C.C.: Обобщая, можно, наверное, предположить, что ведущим тропом Кабакова и всего тогдашнего концептуализма был выход из состояния загипнотизированности социально-идеологической репрезентацией мира — и выход, что существенно, в какое-то абсолютно нескоординированное этой репрезентацией, «дикое», «заэкранное» пространство. Отсюда, как кажется, возникало это упомянутое выше ощущение «освобожденной подлинной дали» или «возрожденной ауры» в кабаковских псевдо-пейзажах, в его тотальных инсталляциях, а также в классических перформансах «КД». И я согласен, что теперешняя отвратительная кровавая мясорубка при этом как-то, парадоксальным образом, вырастала из ранне-постмодернистского бунта против жесткой этической рациональности — которая, никто не спорит, была все-таки характерной чертой модернизма с его в основном левой идеологической повесткой и апелляцией к объективности («материализм», «объективное неравенство», «научные закономерности исторического развития» и т.п.). Проблема, как кажется, в том, что ранне-постмодернистское разоблачение «очага, нарисованного на куске старого холста» — ради какого-то еще неизвестного, но интригующего и завораживающего «нового кукольного театра» — на наших глазах плавно перешло в экстатическое преклонение перед формулой «нет ничего, кроме репрезентации». А она, в своем абсолютизированном нигилизме, также, заметим, крайне идеологична!
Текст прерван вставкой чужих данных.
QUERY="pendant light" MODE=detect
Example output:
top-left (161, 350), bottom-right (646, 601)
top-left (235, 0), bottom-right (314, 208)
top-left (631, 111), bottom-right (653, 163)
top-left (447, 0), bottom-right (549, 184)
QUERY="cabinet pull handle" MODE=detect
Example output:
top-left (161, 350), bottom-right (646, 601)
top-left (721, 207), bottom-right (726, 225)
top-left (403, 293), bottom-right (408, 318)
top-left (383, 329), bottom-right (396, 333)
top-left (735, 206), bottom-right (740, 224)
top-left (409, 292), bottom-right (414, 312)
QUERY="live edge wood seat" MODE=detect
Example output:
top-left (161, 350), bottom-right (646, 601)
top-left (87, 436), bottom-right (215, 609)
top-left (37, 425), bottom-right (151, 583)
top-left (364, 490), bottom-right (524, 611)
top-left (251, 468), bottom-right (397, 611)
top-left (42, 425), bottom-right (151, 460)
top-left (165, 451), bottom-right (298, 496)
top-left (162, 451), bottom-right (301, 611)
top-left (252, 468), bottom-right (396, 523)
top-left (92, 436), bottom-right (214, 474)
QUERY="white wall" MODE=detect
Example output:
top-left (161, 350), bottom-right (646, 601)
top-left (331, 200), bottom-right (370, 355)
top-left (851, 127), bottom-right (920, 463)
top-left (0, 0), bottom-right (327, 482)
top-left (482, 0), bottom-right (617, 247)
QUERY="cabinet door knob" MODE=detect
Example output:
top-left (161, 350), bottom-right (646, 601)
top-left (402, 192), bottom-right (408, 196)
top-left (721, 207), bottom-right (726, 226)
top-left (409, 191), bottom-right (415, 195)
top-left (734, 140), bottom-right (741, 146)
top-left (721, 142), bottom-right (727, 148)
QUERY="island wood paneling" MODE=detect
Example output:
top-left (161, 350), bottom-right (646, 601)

Показательно, что теперь и «классический» концептуализм Кабакова — в том числе и некоторыми представителями молодого поколения в искусстве — воспринимается (в обратном отсвете сегодняшней ситуации) как не более чем ранняя фаза «художественной вседозволенности», эквивалентной по сути «художественному цинизму». Одним словом, трудно отделаться от впечатления, что за последние 30–40 лет оказалось полностью утраченным какое-то важное — прямо-таки жизненно, космически важное — категориальное и эстетическое различие.   

 

А.М.: Все уничтожено в плюгавость

В туркменбаши ВДНХ

Бездомная собачья жалость

Наполнила сосуд стиха

 

Хоть смысл его — не больше стеба

Не Хайдеггера Сведенборг

Банальной рифмой «дядя Степа»

Не вызывается восторг

 

Чердак Ван Вэя над Россией

И там — бессмертный Кабаков

Свои работы непростые

Подбрасывал до облаков

 

По нитке белые фигурки(4)

На эскалаторе Небес

К метафизической прогулке

Не потеряли интерес

 

От нас осталось эхо смеха

Косматый космос вдалеке

И в нем — сияния прореха

Зимы в протянутой руке.

 

 

ПРИМЕЧАНИЯ:

Кабаков И. Илья Кабаков. Тексты. Вологда: Библиотека московского концептуализма Германа Титова, 2010. С. 234.

2 Сборники МАНИ. Вологда: Библиотека московского концептуализма Германа Титова, 2010. С. 518.

3 Там же, с. 516.

4 Имеется в виду работа И. Кабакова 1986 года «Куда идут эти белые человечки?».